The mean age of patients was 49 years. Mean tumor size was 3.9cm. Total tumor resection was achieved in 38 cases (71.7%), subtotal in 10 cases (18.9%) and partial resection in 5 cases (9.4%). Within the follow-up period, ten patients (18.9%) had recurrence and three patients (5.7%) died. In univariate analysis, we found the postoperative Karnofshky Performance Score (KPS) improvement was determined by various factors, including extent of tumor resection, peritumoral edema, tumor blood supply, size, adhesion, encasement and preoperative KPS. However, multivariate analysis showed that complete resection, rich blood supply, adhesion to adjacent structure, encasement of neurovascular were independent predictive factors for worse postoperative KPS.
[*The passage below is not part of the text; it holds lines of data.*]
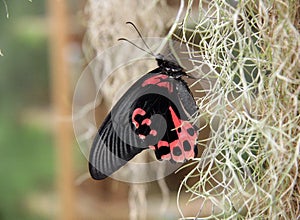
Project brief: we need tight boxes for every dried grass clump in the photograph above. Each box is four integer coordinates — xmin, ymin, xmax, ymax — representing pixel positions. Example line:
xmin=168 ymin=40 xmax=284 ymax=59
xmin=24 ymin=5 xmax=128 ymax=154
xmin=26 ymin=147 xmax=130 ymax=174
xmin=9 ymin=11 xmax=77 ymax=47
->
xmin=86 ymin=0 xmax=300 ymax=219
xmin=176 ymin=0 xmax=300 ymax=219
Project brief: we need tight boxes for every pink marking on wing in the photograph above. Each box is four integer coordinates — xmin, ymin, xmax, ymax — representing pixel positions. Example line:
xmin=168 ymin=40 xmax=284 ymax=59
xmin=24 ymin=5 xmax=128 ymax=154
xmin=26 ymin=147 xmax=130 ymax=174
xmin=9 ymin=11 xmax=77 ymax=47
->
xmin=150 ymin=130 xmax=157 ymax=136
xmin=157 ymin=140 xmax=171 ymax=160
xmin=148 ymin=145 xmax=155 ymax=150
xmin=139 ymin=134 xmax=146 ymax=140
xmin=169 ymin=106 xmax=197 ymax=162
xmin=142 ymin=118 xmax=151 ymax=126
xmin=161 ymin=154 xmax=171 ymax=160
xmin=170 ymin=140 xmax=185 ymax=163
xmin=131 ymin=108 xmax=146 ymax=128
xmin=157 ymin=141 xmax=169 ymax=148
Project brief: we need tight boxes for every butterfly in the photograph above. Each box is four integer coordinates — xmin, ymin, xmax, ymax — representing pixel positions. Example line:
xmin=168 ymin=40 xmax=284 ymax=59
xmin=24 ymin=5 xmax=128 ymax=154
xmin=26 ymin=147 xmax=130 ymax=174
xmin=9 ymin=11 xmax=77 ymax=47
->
xmin=89 ymin=22 xmax=199 ymax=180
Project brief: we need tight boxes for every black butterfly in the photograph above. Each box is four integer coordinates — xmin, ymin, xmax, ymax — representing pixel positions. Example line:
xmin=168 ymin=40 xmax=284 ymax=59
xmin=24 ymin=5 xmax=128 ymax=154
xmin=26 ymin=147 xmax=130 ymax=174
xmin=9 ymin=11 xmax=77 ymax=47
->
xmin=89 ymin=23 xmax=198 ymax=180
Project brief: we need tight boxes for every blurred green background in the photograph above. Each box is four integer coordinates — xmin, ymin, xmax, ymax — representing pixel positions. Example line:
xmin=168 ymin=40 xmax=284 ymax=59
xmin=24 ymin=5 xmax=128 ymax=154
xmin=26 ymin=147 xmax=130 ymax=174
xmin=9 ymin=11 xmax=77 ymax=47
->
xmin=0 ymin=0 xmax=55 ymax=220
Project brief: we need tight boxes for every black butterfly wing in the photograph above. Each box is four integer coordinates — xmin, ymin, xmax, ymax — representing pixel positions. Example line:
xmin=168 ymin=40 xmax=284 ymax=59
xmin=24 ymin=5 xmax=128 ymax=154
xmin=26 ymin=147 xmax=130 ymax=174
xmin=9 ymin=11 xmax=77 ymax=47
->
xmin=89 ymin=68 xmax=197 ymax=179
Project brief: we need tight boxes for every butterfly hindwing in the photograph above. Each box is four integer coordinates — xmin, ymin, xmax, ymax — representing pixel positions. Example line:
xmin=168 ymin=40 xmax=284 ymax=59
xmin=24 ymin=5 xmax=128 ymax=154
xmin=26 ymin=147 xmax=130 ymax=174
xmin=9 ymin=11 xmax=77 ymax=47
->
xmin=89 ymin=68 xmax=198 ymax=179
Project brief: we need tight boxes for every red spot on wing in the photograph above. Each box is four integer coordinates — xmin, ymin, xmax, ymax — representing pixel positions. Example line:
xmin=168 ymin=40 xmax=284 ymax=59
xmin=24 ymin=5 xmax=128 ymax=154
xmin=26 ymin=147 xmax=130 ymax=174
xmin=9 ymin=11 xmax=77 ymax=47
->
xmin=142 ymin=118 xmax=151 ymax=126
xmin=131 ymin=108 xmax=157 ymax=140
xmin=157 ymin=140 xmax=171 ymax=160
xmin=131 ymin=108 xmax=146 ymax=128
xmin=169 ymin=106 xmax=197 ymax=162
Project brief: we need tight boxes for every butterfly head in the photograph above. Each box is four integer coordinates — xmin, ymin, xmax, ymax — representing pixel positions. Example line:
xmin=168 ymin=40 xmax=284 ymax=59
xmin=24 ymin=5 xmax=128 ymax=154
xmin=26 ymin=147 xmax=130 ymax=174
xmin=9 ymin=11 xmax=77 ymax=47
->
xmin=155 ymin=54 xmax=187 ymax=78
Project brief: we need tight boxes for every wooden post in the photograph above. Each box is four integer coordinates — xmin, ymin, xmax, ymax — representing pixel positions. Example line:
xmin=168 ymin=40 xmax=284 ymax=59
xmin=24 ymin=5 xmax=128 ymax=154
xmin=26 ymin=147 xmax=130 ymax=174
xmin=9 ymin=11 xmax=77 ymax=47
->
xmin=48 ymin=0 xmax=76 ymax=220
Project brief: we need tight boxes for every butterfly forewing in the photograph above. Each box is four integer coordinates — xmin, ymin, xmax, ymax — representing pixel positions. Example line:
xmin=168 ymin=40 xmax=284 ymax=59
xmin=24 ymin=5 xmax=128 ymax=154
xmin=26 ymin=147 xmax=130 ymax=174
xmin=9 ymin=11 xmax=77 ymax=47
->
xmin=89 ymin=68 xmax=198 ymax=179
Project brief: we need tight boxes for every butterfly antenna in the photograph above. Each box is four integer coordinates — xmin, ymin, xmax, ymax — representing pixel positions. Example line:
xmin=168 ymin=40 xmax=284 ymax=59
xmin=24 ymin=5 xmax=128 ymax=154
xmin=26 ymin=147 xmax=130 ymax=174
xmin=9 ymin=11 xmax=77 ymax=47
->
xmin=118 ymin=37 xmax=155 ymax=56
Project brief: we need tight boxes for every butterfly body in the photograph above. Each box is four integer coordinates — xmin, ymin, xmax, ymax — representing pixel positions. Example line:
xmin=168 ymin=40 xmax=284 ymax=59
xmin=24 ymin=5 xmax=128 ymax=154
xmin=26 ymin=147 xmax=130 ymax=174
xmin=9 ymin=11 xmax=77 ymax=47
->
xmin=89 ymin=55 xmax=198 ymax=179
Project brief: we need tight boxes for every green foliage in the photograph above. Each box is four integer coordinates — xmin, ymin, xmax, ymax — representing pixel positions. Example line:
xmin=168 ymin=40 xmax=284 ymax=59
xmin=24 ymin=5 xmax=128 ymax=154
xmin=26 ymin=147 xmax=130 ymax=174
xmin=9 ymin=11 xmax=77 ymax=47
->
xmin=0 ymin=0 xmax=54 ymax=220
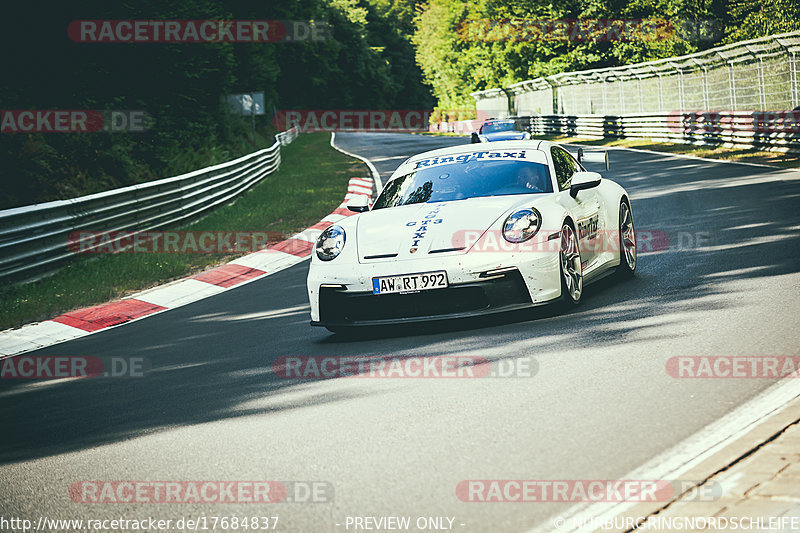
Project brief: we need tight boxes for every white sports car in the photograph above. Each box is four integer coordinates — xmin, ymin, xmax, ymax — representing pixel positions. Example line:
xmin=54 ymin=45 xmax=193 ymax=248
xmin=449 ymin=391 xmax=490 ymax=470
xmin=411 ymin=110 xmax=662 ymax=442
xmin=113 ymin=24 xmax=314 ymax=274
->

With the improved requirement of postoperative quality of life in patients, intentional incomplete resection should be considered as an acceptable treatment option. Multivariate analysis confirmed that incomplete resection, poor blood supply, lack of adhesion or encasement of adjacent structure were independent predictive factors for favorable postoperative quality of life. An individual treatment strategy could help improved quality of life 4).

Case reports

2014

Endo et al. report the utility of a pulsed water jet device in meningioma surgery. The presented case is that of a 61-year-old woman with left visual disturbance. MRI demonstrated heterogeneously enhanced mass with intratumoral hemorrhage, indicating sphenoid ridge meningioma on her left side. The tumor invaded the cavernous sinus and left optic canal, engulfing the internal carotid artery in the carotid cistern and encased middle cerebral arteries. During the operation, the pulsed water jet device was useful for dissecting the tumor away from the arteries since it was safe in light of preserving parent arteries. The jet did not cause any vascular injury and did not induce vasospasm as shown by postoperative symptomatology and MRIs. With the aid of pulsed water jet, we could achieve total resection of the tumor except for the piece within the cavernous sinus. The patient had no new neurological deficits after the operation 5).

1)

Yang J, Ma SC, Liu YH, Wei L, Zhang CY, Qi JF, Yu CJ. Large and giant medial sphenoid wing meningiomas involving vascular structures: clinical features and management experience in 53 patients. Chin Med J (Engl). 2013 Dec;126(23):4470-6. PubMed PMID: 24286409.
2) , 4)

Ouyang T, Zhang N, Wang L, Li Z, Chen J. Sphenoid wing meningiomas: Surgical strategies and evaluation of prognostic factors influencing clinical outcomes. Clin Neurol Neurosurg. 2015 May 4;134:85-90. doi: 10.1016/j.clineuro.2015.04.016. [Epub ahead of print] PubMed PMID: 25974397.
3)

McCracken DJ, Higginbotham RA, Boulter JH, Liu Y, Wells JA, Halani SH, Saindane AM, Oyesiku NM, Barrow DL, Olson JJ. Degree of Vascular Encasement in Sphenoid Wing Meningiomas Predicts Postoperative Ischemic Complications. Neurosurgery. 2017 Jun 1;80(6):957-966. doi: 10.1093/neuros/nyw134. PubMed PMID: 28327941.
5)

Endo T, Nakagawa A, Fujimura M, Sonoda Y, Shimizu H, Tominaga T. [Usefulness of pulsed water jet in dissecting sphenoid ridge meningioma while preserving arteries]. No Shinkei Geka. 2014 Nov;42(11):1019-25. doi: 10.11477/mf.1436200025. Japanese. PubMed PMID: 25351797.